Immune function of LRRK2: focus on mitochondrial metabolism

Parkinson’s disease (PD) is the most common movement disorder affecting the elderly. The disease results from the death of neurons in the brain that secret dopamine leading to impaired movement. Although PD symptoms have been described for decades, no cure exists to prevent or stop the disease. Over the last two decades, several genes have been linked to PD. Among them, mutations in leucine-rich-repeat kinase 2 (LRRK2) stand as the most common genetic cause. LRRK2 is a large multidomain protein with a double enzymatic function (kinase and GTPase). LRRK2 kinase activity is increased in PD patients. Although PD is considered as a brain disease, recent evidence showed that the immune system plays an important role in the development of PD. LRRK2 is highly expressed in immune cells and both the LRRK2 level and kinase activity are upregulated in PD patients’ immune cells. In addition, recent studies showed that mutations in LRRK2 resulted in defects in the function of mitochondria, the powerhouse of the cell. Yet, the exact mechanism by which LRRK2 regulates mitochondrial function in immune cells is unclear.

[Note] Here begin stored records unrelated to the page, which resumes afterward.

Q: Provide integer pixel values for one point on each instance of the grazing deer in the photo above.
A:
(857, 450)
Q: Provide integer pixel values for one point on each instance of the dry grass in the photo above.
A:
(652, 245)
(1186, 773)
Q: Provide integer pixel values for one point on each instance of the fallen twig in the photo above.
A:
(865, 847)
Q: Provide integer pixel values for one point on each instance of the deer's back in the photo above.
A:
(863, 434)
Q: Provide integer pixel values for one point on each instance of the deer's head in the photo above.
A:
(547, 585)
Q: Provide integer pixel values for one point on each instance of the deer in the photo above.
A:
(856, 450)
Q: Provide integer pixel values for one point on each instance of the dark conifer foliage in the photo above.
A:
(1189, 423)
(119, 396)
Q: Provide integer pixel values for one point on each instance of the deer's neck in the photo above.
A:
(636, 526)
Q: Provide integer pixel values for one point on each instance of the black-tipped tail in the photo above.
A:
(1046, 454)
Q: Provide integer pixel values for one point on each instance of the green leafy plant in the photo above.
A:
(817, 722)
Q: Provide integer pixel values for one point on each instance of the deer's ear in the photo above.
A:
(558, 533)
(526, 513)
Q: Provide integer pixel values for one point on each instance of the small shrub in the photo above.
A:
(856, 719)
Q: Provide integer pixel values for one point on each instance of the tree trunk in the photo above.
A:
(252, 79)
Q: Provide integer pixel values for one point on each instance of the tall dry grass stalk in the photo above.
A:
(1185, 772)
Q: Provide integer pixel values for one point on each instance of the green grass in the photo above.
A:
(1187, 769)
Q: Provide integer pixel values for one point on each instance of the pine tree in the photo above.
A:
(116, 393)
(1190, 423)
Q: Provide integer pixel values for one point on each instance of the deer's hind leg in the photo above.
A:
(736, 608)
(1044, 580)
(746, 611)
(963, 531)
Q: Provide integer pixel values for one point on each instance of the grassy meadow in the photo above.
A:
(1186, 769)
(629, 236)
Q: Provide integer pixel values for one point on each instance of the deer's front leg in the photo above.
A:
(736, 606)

In this thesis, we investigated LRRK2 regulation of mitochondrial function and energy production in immune cells. We proved that LRRK2 has a conserved role in mitochondrial energy generation. Mitochondrial defects could impair energy production resulting in cell death. Furthermore, we presented a better understanding of the influence of LRRK2 on stimulated immune cells. Additionally, we identified a novel protective effect of LRRK2 and its kinase function against the unique iron-dependent form of programmed cell death, ferroptosis, involved in PD development. Together these findings mean that LRRK2 contributes to the inflammatory process that may lead to the death of dopamine-secreting neurons.